= Tetinchoua =

Miami chief (17th century)

Tetinchoua was chief of the Miami people in the 17th century. Nicolas Perrot, a French traveler, met him in Chicago in 1671. He said Tetinchoua was "the most powerful of Indian chiefs". Perrot stated that Tetinchoua could easily manage approximately five thousand warriors as evidence of his authority and power. He never lacked guarded protection of at least forty men who were even posted around Tetinchoua's tent while he slept. He interacted little with his followers, using subordinates to relay his orders. He was highly regarded as a warrior, and the priest Claude Dablon said he was attractive with soft features and mannerisms.

== Origin of chieftainship ==
Tetinchoua was born a Miami Indian and related to an already powerful chief. In his band of Indians, chiefs inherited power. This differs from many Algonquian traditions in the north where leadership and power come from acts and accomplishments. Tetinchoua was also characterized as an autocratic ruler who had absolute power.

== Geography of Miami Indians ==
The Miami Indians inhabited Wisconsin before migrating into northeastern Indiana, northwestern Ohio, and southern Michigan. When Europeans came into contact with the natives, they were living in western Lake Michigan. Oral tradition implies that the Miami Indians migrated to these regions in order to avoid the Iroquois War parties in Ohio. In 1658, they were settled northeast of Lake Winnebago, Wisconsin. In 1667 they were primarily in the Mississippi Valley of Wisconsin. By 1670, they were at the mouth of the Fox River in Wisconsin. In 1673 they had made their way to St. Joseph River Village and some in Kalamazoo River Village in Michigan. From 1720 to 1763 they had migrated out of Michigan and into Ohio at Miami River locations as well as near Columbus in Scioto River village. In 1831 they reached Oklahoma on Indian Territory.

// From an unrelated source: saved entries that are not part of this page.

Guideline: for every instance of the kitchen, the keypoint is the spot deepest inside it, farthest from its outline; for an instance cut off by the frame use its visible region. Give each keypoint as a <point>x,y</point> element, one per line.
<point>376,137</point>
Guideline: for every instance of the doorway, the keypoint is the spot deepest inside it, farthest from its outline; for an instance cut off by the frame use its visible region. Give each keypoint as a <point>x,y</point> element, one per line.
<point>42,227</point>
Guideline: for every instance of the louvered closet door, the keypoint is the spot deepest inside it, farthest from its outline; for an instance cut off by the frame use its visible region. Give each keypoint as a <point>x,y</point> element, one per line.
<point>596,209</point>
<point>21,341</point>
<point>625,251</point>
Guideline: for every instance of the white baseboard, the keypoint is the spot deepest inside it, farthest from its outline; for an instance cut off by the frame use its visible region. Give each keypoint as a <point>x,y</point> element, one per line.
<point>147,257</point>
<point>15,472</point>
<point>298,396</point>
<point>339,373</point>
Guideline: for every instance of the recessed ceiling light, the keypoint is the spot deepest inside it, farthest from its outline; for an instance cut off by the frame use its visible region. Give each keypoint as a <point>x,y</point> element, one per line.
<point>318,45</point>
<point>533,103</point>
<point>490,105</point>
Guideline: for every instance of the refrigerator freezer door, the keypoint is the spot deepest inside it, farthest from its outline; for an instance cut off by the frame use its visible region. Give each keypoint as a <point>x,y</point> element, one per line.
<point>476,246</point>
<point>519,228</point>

== Impact on Indian and French life ==
In 1671, Nicolas Perrot was adorned with great honor from the French governor, Charles de Montmagny, since he acted as a messenger between the groups involved in this contact. He was also met with favorable greetings from Tetinchoua who received him military style. The detachment sent adorned with feathers and weaponry. Peace between the Potawatomi and the Miamis was made when both groups were face to face and the Miami fired their guns that were only loaded with powder. The Potawatomi then responded in the same manner. Onontio was the name given to the governor by the Algonquian tribe since it translates to "high and majestic mountain". Every governor after Montmagny is referred to as Onontio. It is a title that gives the governor the role of a father to the Algonquian tribes. Tetinchoua was too ill and unable to join Perrot on the mission to Sault Ste. Marie which is why he had given the Potawatomi the power to act in his name. The escapade, according to the Potawatomi, would have been detrimental to his health. Tetinchoua sent his men to escort Perrot into one of the most important towns in the Miamis. He then assigned Perrot fifty men whom had the duty to guard him. In efforts to redirect Perrot's mind, he set up a "game of ball" to be played. The French had claimed possession of all land on the lakes where the river enters the lake of Lake Superior and the Potawatomi along with Perrot and missionaries were to meet these men at the mouth of Lake Superior in efforts to expand. Upon arrival, the indigenous created an alliance with these French men. In 1672 Father Claude Dablon, a missionary, made attempts at conversions. He met Tetinchoua with approximately three-thousand Miamis and was greeted amicably, yet was unsuccessful in his efforts of conversion.